8. In the Christian tradition, Christ is identified with the Logos. The Logos is the Word of God. That Word transformed chaos into order at the beginning of time. In His human form, Christ sacrificed himself voluntarily to the truth, to the good, to God. In consequence, He died and was reborn. The Word that produces order from Chaos sacrifices everything, even itself, to God. That single sentence, wise beyond comprehension, sums up Christianity. Every bit of learning is a little death. Every bit of new information challenges a previous conception, forcing it to dissolve into chaos before it can be reborn as something better. Sometimes such deaths virtually destroy us. In such cases, we might never recover or, if we do, we change a lot.

- Where have you experienced such deaths and rebirths?

9. If you bend everything totally, blindly and willfully towards the attainment of a goal, and only that goal, you will never be able to discover if another goal would serve you, and the world, better. It is this that you sacrifice if you do not tell the truth. If, instead, you tell the truth, your values transform as you progress. If you allow yourself to be informed by the reality manifesting itself, as you struggle forward, your notions of what is important will change. You will reorient yourself, sometimes gradually, and sometimes suddenly and radically.

- How has truth-telling transformed your values over the years?

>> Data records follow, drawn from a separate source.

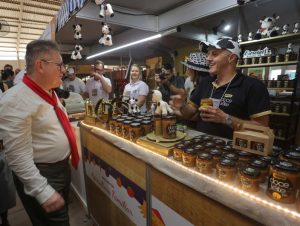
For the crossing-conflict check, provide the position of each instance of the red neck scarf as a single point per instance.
(60, 115)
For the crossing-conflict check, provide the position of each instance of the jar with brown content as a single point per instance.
(226, 170)
(119, 124)
(189, 157)
(204, 163)
(177, 151)
(134, 131)
(249, 179)
(147, 127)
(291, 156)
(157, 125)
(262, 166)
(169, 127)
(125, 129)
(283, 181)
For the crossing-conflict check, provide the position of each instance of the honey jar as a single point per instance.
(283, 181)
(169, 127)
(204, 163)
(147, 127)
(189, 157)
(125, 129)
(134, 131)
(177, 151)
(226, 170)
(249, 179)
(262, 166)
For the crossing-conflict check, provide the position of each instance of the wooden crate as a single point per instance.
(254, 139)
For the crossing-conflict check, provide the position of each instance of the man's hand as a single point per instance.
(55, 202)
(211, 114)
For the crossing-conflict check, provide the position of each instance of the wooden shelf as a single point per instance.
(267, 64)
(278, 38)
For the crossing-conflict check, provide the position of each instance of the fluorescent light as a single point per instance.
(124, 46)
(227, 27)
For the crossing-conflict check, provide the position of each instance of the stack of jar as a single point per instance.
(131, 127)
(281, 169)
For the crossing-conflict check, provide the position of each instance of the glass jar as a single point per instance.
(134, 131)
(169, 127)
(189, 157)
(204, 163)
(226, 170)
(283, 181)
(249, 178)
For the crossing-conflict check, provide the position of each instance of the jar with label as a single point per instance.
(262, 166)
(112, 125)
(283, 181)
(177, 151)
(147, 127)
(169, 127)
(204, 163)
(119, 124)
(157, 125)
(189, 157)
(216, 153)
(226, 170)
(134, 131)
(249, 178)
(291, 156)
(125, 129)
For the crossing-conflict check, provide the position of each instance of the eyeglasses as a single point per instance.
(60, 65)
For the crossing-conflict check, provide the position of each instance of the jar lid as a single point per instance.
(259, 164)
(251, 171)
(135, 124)
(227, 162)
(204, 156)
(231, 155)
(284, 165)
(292, 155)
(190, 151)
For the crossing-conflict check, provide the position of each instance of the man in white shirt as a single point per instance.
(36, 143)
(72, 83)
(98, 86)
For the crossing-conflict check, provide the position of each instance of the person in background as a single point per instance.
(137, 89)
(38, 137)
(98, 86)
(237, 98)
(72, 83)
(196, 69)
(169, 84)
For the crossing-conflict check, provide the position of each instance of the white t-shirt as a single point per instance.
(134, 90)
(76, 86)
(95, 90)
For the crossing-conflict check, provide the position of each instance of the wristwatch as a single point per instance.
(228, 120)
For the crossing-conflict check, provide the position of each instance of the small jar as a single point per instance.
(177, 152)
(262, 166)
(119, 124)
(204, 163)
(157, 125)
(134, 131)
(147, 127)
(169, 127)
(216, 153)
(283, 181)
(249, 179)
(226, 170)
(125, 129)
(189, 157)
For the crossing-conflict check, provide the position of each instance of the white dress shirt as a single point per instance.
(134, 90)
(31, 132)
(95, 90)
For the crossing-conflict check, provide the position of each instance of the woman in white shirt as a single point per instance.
(137, 89)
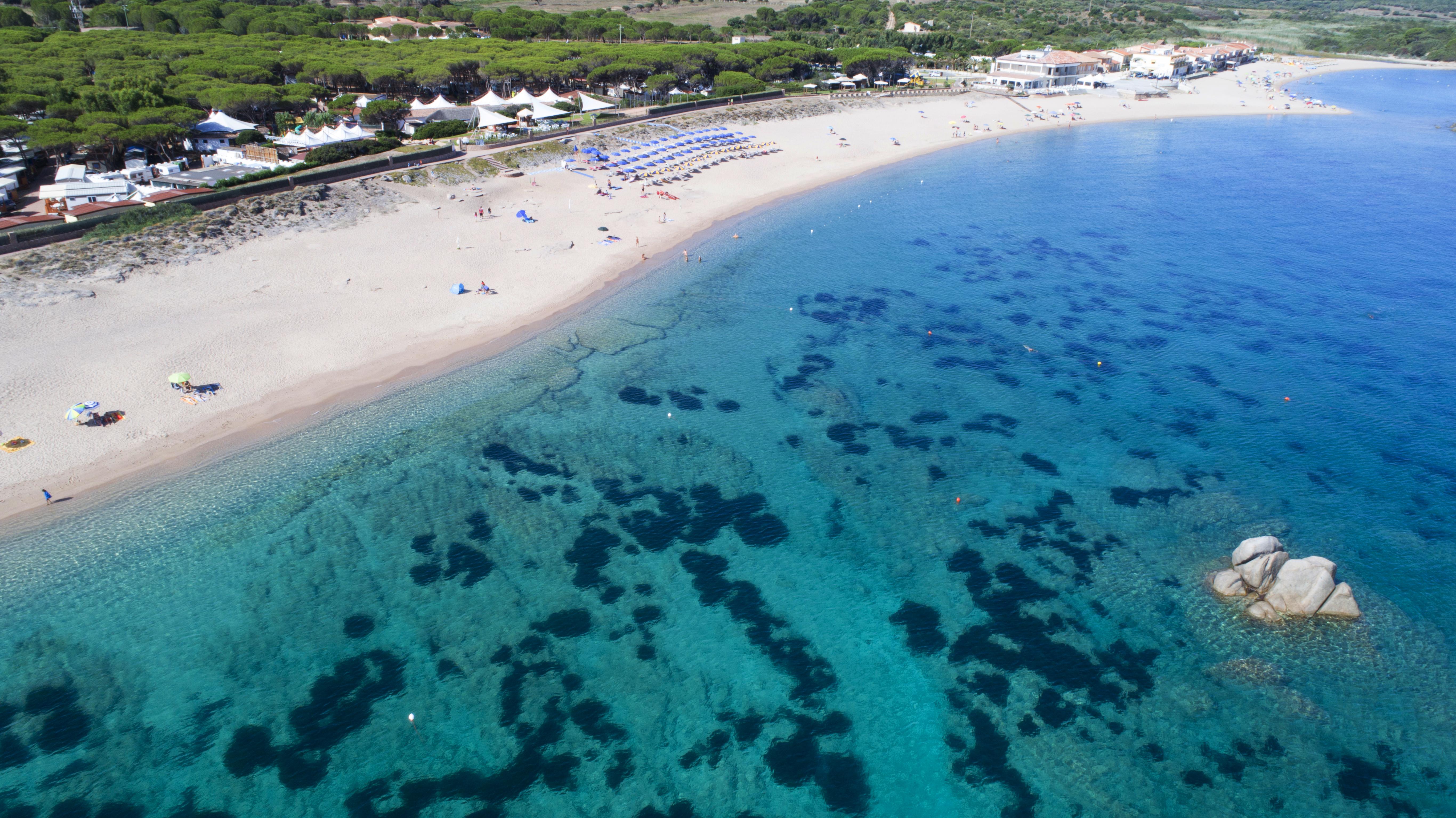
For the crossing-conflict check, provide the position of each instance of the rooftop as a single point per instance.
(203, 178)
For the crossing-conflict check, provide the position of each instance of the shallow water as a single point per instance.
(906, 516)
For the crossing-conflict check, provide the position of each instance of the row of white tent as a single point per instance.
(324, 136)
(523, 97)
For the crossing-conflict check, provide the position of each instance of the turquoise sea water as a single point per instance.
(699, 552)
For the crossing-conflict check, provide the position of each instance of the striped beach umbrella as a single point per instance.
(75, 412)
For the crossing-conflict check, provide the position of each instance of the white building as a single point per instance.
(1164, 63)
(1042, 69)
(73, 187)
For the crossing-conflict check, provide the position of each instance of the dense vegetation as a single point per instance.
(143, 217)
(277, 59)
(1400, 38)
(964, 28)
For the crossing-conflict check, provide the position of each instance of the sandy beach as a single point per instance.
(308, 319)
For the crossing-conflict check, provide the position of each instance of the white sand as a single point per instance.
(299, 319)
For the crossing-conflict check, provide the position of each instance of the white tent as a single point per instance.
(547, 111)
(491, 100)
(589, 104)
(487, 119)
(220, 123)
(322, 136)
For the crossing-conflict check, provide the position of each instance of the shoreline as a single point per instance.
(286, 408)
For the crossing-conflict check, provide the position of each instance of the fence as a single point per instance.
(27, 238)
(713, 103)
(905, 92)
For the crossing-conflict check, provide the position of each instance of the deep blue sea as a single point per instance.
(899, 506)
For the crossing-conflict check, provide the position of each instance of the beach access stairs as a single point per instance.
(501, 168)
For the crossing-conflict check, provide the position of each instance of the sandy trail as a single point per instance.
(299, 318)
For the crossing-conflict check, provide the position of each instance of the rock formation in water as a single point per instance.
(1282, 586)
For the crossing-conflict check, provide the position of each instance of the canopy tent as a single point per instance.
(219, 123)
(491, 100)
(322, 136)
(488, 119)
(589, 104)
(545, 111)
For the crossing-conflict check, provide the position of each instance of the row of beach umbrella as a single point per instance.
(668, 149)
(78, 411)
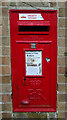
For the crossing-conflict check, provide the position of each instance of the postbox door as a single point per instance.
(34, 75)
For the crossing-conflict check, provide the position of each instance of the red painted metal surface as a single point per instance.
(34, 93)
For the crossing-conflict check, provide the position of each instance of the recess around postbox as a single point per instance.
(33, 36)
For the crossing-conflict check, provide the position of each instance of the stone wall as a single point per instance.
(5, 60)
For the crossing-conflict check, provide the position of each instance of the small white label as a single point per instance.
(33, 62)
(30, 16)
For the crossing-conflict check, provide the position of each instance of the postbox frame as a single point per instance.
(14, 76)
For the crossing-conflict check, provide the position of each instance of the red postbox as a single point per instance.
(33, 35)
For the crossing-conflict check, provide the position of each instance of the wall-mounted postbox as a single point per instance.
(33, 35)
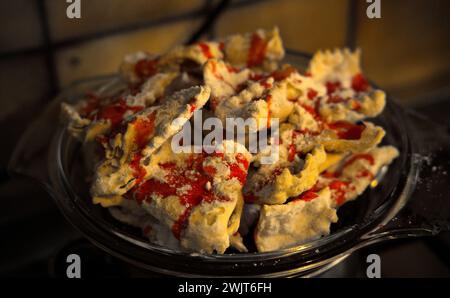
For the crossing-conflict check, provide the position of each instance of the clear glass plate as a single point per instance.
(47, 153)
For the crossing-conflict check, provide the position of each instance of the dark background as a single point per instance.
(406, 52)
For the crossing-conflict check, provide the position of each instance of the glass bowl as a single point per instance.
(400, 206)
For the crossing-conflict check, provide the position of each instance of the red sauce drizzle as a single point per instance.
(92, 104)
(307, 196)
(205, 50)
(138, 171)
(355, 157)
(292, 151)
(311, 94)
(332, 87)
(176, 178)
(339, 188)
(347, 130)
(359, 83)
(257, 52)
(269, 113)
(144, 128)
(282, 74)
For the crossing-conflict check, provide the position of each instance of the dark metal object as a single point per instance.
(209, 21)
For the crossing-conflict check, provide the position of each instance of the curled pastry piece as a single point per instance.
(258, 49)
(188, 196)
(335, 66)
(155, 87)
(295, 223)
(360, 106)
(96, 115)
(199, 52)
(343, 137)
(223, 79)
(197, 195)
(250, 103)
(348, 179)
(286, 182)
(144, 133)
(262, 101)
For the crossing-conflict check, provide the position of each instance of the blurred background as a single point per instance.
(406, 52)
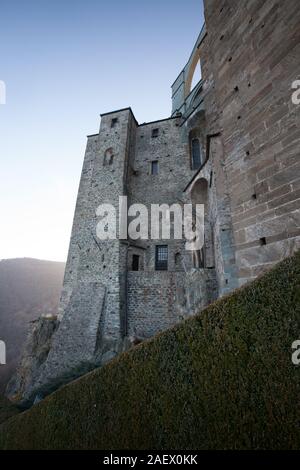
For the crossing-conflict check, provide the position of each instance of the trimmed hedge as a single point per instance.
(223, 379)
(7, 409)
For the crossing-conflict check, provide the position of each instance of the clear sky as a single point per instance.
(64, 62)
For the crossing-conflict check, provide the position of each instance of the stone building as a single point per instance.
(232, 144)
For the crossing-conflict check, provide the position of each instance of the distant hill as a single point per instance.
(223, 379)
(28, 288)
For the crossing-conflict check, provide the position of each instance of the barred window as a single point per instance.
(154, 168)
(161, 258)
(196, 154)
(135, 263)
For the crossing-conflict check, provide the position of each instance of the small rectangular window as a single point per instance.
(161, 258)
(154, 168)
(135, 262)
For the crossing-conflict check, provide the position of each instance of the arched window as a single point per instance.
(196, 154)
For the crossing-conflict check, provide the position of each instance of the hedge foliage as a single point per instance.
(7, 409)
(221, 380)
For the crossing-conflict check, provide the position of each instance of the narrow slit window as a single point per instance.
(135, 263)
(161, 258)
(196, 154)
(154, 168)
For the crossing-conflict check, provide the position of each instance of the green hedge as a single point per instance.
(223, 379)
(7, 409)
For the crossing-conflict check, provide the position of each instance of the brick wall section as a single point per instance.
(158, 300)
(251, 55)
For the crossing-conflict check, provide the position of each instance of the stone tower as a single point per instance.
(232, 144)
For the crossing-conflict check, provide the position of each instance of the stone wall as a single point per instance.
(250, 57)
(158, 300)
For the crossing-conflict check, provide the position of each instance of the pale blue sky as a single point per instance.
(65, 62)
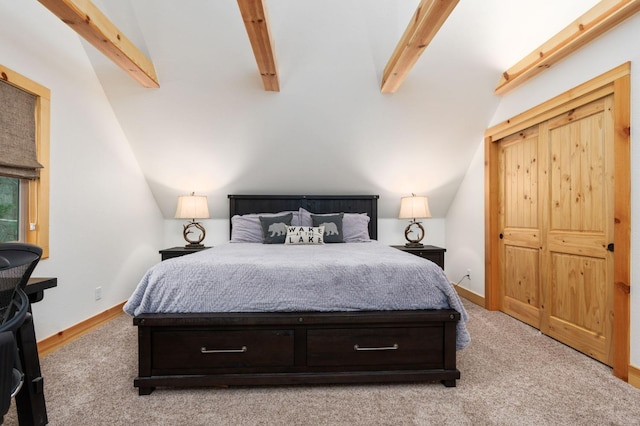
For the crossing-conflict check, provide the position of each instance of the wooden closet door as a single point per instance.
(520, 227)
(577, 276)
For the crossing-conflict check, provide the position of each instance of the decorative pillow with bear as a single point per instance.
(248, 229)
(332, 226)
(305, 235)
(274, 229)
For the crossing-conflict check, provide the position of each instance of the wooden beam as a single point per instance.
(595, 22)
(256, 21)
(88, 21)
(429, 17)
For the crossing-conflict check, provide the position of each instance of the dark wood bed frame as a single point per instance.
(286, 348)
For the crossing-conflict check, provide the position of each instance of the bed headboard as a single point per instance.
(246, 204)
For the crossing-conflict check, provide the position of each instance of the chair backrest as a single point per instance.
(17, 262)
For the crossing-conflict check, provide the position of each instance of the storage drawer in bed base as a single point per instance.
(299, 348)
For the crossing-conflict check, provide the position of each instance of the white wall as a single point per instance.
(105, 224)
(614, 48)
(465, 228)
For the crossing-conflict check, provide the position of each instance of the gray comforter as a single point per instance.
(247, 277)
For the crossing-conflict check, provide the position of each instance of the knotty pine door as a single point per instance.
(556, 221)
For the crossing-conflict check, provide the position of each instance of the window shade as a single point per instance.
(18, 156)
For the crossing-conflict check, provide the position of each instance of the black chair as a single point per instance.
(17, 262)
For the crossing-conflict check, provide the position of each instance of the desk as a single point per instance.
(30, 404)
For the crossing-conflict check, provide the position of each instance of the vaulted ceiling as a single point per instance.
(387, 96)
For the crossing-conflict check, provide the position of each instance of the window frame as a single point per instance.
(37, 197)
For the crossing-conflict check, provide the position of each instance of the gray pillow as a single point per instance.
(355, 226)
(247, 228)
(332, 226)
(274, 229)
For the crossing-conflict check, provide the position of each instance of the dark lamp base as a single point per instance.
(192, 245)
(415, 245)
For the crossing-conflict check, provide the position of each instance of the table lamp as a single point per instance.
(413, 208)
(193, 207)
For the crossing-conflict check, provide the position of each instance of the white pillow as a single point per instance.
(305, 235)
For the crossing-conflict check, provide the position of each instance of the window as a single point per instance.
(10, 212)
(24, 203)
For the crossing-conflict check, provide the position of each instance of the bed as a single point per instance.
(212, 340)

10. Perhaps it is better to conceptualize it this way: Everyone needs a concrete, specific goal - an ambition, and a purpose - to limit chaos and make intelligible sense of his or her life. But all such concrete goals can and should be subordinated to what might be considered a meta-goal, which is a way of approaching and formulating goals themselves. The meta-goal could be “live in truth.” This means, “Act diligently towards some well-articulated, defined and temporary end. Make your criteria for failure and success timely and clear, at least for yourself (and even better if others can understand what you are doing and evaluate it with you). While doing so, however, allow the world and your spirit to unfold as they will, while you act out and articulate the truth.” This is both pragmatic ambition and the most courageous of faiths.

- How would you describe your “meta-goal” as it relates to truth?

11. Truth will not come in the guise of opinions shared by others, as the truth is neither a collection of slogans nor an ideology. It will instead be personal. Your truth is something only you can tell, based as it is on the unique circumstances of your life. Apprehend your personal truth. Communicate it carefully, in an articulate manner, to yourself and others.This will ensure your security and your life more abundantly now, while you inhabit the structure of your current beliefs. This will ensure the benevolence of the future, diverging as it might from the certainties of the past.

- In what ways do you communicate your “personal truth?”